Building Political Institutions Vital to Afghanistan's Recovery, June 22, 2005

(Pentagon finds Afghan moderates winning battle to stabilize the country)

By Merle D. Kellerhals, Jr.
Washington File Staff Writer

Washington -- As important as the security dimension is in Afghanistan, helping the Afghans build vital political institutions is the most important part of current operations there, says a senior Defense Department official.

The Afghans are building political infrastructure while systematically filling the vacuum left by the defeat of the Taliban regime, says Peter Rodman, assistant secretary of defense for international security affairs.

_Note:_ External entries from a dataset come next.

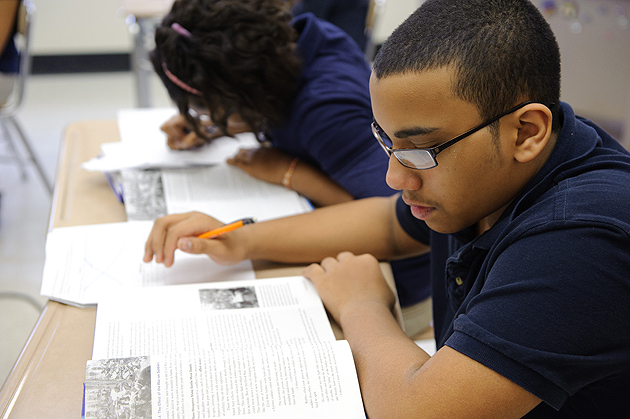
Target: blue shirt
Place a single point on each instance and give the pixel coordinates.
(543, 297)
(328, 126)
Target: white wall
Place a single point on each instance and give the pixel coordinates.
(79, 27)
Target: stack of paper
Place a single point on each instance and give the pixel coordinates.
(143, 145)
(261, 349)
(85, 263)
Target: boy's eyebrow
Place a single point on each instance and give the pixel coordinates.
(412, 132)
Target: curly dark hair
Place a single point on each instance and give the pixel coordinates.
(238, 54)
(502, 51)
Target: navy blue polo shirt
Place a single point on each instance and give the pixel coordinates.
(328, 126)
(543, 297)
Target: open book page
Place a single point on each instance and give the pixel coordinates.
(200, 317)
(286, 381)
(85, 263)
(227, 193)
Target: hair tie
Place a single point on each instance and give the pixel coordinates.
(181, 30)
(172, 77)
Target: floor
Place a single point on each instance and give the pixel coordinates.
(51, 102)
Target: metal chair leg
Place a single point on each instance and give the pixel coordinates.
(9, 138)
(31, 155)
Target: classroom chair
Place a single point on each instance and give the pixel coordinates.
(10, 107)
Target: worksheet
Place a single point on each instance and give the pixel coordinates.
(251, 349)
(85, 263)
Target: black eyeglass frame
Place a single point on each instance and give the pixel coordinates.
(432, 152)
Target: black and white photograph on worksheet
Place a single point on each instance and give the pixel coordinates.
(143, 194)
(228, 298)
(118, 388)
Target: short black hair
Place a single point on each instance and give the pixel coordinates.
(502, 52)
(240, 55)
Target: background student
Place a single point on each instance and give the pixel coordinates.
(349, 15)
(301, 85)
(524, 206)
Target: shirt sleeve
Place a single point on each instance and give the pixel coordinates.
(552, 315)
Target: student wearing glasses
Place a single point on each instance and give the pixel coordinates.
(302, 86)
(525, 208)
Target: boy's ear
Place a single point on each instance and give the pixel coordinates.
(534, 130)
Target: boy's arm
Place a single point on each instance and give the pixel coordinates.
(397, 378)
(361, 226)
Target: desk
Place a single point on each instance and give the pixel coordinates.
(47, 379)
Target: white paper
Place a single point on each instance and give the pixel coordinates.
(252, 349)
(227, 193)
(84, 263)
(199, 317)
(287, 381)
(143, 145)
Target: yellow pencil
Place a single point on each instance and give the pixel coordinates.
(226, 228)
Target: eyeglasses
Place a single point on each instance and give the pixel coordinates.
(424, 158)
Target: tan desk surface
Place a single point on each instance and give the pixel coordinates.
(47, 379)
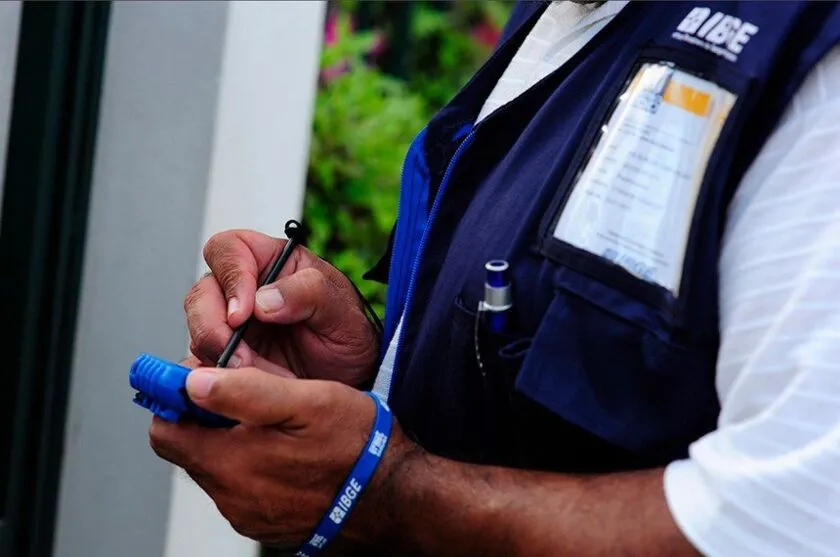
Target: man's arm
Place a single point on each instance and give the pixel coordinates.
(430, 506)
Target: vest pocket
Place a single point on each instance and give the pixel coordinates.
(480, 375)
(608, 363)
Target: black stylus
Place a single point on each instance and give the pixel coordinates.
(294, 231)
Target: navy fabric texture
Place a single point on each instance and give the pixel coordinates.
(600, 370)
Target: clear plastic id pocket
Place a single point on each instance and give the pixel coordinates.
(633, 201)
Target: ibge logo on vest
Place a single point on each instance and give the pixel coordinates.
(721, 34)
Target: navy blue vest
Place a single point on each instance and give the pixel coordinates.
(600, 370)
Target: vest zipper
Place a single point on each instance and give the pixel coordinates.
(388, 337)
(409, 298)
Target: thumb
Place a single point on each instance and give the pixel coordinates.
(250, 395)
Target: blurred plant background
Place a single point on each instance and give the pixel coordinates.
(386, 68)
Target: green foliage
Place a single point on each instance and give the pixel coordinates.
(365, 120)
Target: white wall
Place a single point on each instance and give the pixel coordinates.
(204, 125)
(151, 167)
(261, 147)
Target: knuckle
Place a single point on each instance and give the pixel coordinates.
(215, 245)
(193, 297)
(204, 338)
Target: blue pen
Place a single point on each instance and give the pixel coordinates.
(497, 295)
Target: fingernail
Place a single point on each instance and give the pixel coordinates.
(269, 299)
(199, 382)
(233, 306)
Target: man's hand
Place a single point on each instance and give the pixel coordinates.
(275, 474)
(310, 321)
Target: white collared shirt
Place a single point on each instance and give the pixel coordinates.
(766, 482)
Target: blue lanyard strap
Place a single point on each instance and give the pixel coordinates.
(350, 493)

Rodman testified June 22 before the House Armed Services Committee, which was conducting a hearing to assess current operations and reconstruction efforts in Afghanistan.

While coalition forces are hunting down remnants of the Taliban army and al-Qaida forces militarily, Afghans are marginalizing and isolating the extremists politically, he said.

"Our analysis -- our strategic analysis -- is that the moderates of the country are winning their battle, they're building their institutions, and that the extremists are isolated," he said.

Nevertheless, Rodman said that it is likely there will be a spike in violence as the Afghans prepare to elect a new National Assembly and provincial councils on September 18.

Rodman said one of the most important developments in 2005 was the joint declaration of strategic partnership, which President Bush and Afghan President Hamid Karzai agreed on March 23 during Karzai's visit to Washington.  Its objective is to make sure that Afghanistan never again serves as an incubator of terrorism, he said.

"The strategic partnership that the two presidents agreed upon does declare a long-term American national commitment to Afghanistan's well-being, helping them in the economic area, political area, security area," he said.

At the same hearing, Nancy Powell, assistant secretary of state for international narcotics and law enforcement affairs, testified that one of the continuing challenges confronting the Afghan government is the illicit drug trade.

"In 2004, Afghanistan produced a historically high opium-poppy crop of 206,700 hectares under cultivation, with 4,950 metric tons of potential opium production accounting for the majority of the world's illicit opium supply," she said.

There are reports that the amount produced in Afghanistan will be down from 2004's high levels, but it will still be too high, she said.

"And there is no reason to expect that the drug threat in Afghanistan will abate any time soon," she said.  "We must continue to make combating the drug trade emanating from Afghanistan one of the major priorities in our overall efforts to help Afghanistan."

Powell said that the profound destruction and disruption of normal life in Afghanistan caused by more than 25 years of conflict, the weakness of legitimate income sources and the limited enforcement capacity of the national government have left an environment for Afghanistan that is still conducive to narcotics production and trafficking.

"Even though our programs to assist the government of Afghanistan in combating the drug trade are working reasonably well in their initial stages, we have encountered major challenges, notably with regard to helping the Afghan authorities in destroying poppy fields when self-restraint is not sufficient to curb production," Powell said.